Angesichts dieser Neu-Verortung von Kunstwerken stellt sich die Frage, welche Bedeutung man einer Ausstellung deutscher Gegenwartskunst in einem gesamteuropäischen Raum heutzutage noch zusprechen mag. Ist ein nationales Konzept, im Hinblick auf eine globalisierte Welt, die geprägt ist vom grenzübergreifenden, kulturellen Transfer, nicht längst überholt?
Diese Gedanken drängen sich angesichts der am 17. Juni in Riga eröffneten Ausstellung „Wahlverwandtschaften – Elective Affinities“ , auf. Die Schau versammelt eine Auswahl von insgesamt 77 Werken über fünfzig deutscher Künstlerinnen und Künstler von den späten 1960er-Jahren bis heute. Kuratiert von Mark Gisbourne, vereint sie die Prominenz der modernen deutschen Kunstgeschichte mit Namen wie Gerhard Richter, Joseph Beuys, Candida Höfer, Georg Baselitz, Rosemarie Trockel, Martin Kippenberger oder Neo Rauch. Doch der Entschluss gründet nicht, wie vermuten lässt, in einer politischen Absicht zur Förderung nachbarschaftlicher Freundschaft. Möglich wird sie durch die finanzielle Unterstützung eines privaten Investors mit einer großen Affinität zur zeitgenössischen Kunst aus Deutschland. Dass maßgebliche Impulse für ein solches Projekt von einem lettischen Kunstmäzen ausgehen, darf durchaus hinterfragt werden, denn welche Rolle die persönlichen Interessen der Geldgeber bei der Zusammenarbeit mit institutionellen Einrichtungen spielen, bleibt oft unbeachtet.

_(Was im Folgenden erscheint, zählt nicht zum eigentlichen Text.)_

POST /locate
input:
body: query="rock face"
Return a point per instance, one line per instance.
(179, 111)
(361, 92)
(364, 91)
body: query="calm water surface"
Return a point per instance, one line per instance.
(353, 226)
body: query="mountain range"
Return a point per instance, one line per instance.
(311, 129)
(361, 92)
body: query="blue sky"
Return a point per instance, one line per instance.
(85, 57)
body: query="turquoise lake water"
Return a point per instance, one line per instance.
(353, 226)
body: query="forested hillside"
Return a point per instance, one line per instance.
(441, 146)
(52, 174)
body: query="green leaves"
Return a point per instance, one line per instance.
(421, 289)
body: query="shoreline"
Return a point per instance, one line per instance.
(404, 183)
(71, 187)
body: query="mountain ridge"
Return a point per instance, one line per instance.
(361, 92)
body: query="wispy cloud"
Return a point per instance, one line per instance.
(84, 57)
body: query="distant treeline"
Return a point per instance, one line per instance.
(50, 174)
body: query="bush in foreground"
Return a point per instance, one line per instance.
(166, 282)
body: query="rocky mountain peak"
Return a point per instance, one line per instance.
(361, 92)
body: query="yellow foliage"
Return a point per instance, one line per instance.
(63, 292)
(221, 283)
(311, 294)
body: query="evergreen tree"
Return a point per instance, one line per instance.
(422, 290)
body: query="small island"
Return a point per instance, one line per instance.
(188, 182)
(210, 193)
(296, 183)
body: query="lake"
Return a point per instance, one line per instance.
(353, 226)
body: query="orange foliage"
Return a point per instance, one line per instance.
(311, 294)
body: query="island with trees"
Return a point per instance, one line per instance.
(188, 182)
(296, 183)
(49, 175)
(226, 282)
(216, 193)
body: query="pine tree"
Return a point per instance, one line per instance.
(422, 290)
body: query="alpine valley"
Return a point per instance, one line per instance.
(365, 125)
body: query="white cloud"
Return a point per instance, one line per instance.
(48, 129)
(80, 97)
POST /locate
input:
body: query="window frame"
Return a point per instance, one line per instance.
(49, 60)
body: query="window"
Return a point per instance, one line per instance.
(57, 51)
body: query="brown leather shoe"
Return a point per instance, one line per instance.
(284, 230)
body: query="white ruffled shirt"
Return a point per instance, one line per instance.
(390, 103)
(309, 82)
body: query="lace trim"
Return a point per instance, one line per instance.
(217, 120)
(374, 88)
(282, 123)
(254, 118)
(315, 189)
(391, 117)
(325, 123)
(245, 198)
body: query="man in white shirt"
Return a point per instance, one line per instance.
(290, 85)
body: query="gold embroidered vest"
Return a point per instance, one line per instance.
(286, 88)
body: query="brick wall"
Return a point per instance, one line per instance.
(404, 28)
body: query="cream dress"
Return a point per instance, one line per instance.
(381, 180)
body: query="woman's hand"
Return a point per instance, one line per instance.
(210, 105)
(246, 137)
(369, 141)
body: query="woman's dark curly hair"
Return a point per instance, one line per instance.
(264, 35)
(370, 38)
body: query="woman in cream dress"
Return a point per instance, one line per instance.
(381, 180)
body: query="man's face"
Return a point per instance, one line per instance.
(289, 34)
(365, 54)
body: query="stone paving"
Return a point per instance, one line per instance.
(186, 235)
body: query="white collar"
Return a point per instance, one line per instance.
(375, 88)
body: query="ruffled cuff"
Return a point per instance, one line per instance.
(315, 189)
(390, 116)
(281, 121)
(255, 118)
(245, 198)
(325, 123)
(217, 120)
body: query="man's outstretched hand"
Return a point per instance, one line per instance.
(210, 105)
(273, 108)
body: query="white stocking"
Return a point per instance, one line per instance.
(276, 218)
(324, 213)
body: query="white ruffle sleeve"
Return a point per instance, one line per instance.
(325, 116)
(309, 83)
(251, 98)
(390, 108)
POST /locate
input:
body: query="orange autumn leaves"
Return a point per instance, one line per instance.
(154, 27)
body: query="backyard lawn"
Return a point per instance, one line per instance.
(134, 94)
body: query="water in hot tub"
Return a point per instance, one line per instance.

Doch für die einheimische Bevölkerung, insbesondere die jüngere Generation, ist es ein interessantes Novum. Die letzte Schau deutscher Kunst liegt 28 Jahre zurück. „Lange konzentrierten sich die Letten auf die eigene Kultur“, erzählt Astrida Rogule vom lettischen Nationalmuseum, die an der Ausstellung mitgewirkt hat, auf der Pressekonferenz. Die auflebende Sehnsucht nach einer Beteiligung auf internationaler Ebene wird auch an anderen Orten der Stadt Riga spürbar. Vor wenigen Tagen erst entschied sich eine Fachjury für einen 30 Millionen Euro teuren Bau des britischen Architekten David Adjave, in welchem bereits ab 2022 ein Zentrum für zeitgenössische Kunst eröffnet werden soll. Die Stadt sucht Anschluss und das macht auch die Ausstellung deutlich.
Dichtgedrängt hängen die großformatigen Publikumsmagneten in den Räumen des Arsenals, einem ehemaligen Militärgebäude im Stadtzentrum. Gisbourne verzichtet dabei auf eine klassische chronologische Hängung und gliedert die Schau in vier Sektionen: Zu Beginn des Rundgangs wird der Besucher mit einer Auswahl expressiver Malereien und Skulpturen, auf die künstlerische Radikalität der Nachkriegsgeneration eingestimmt. Die darauffolgende Gruppe kombiniert Positionen, die sich forschend mit der deutschen Geschichte auseinandersetzen. Danach widmet sich die Ausstellung abstrakter und konzeptueller Kunst, um abschließend jene Künstler zu versammeln, die selbstkritisch das Verständnis zeitgenössischer Kunst analysieren.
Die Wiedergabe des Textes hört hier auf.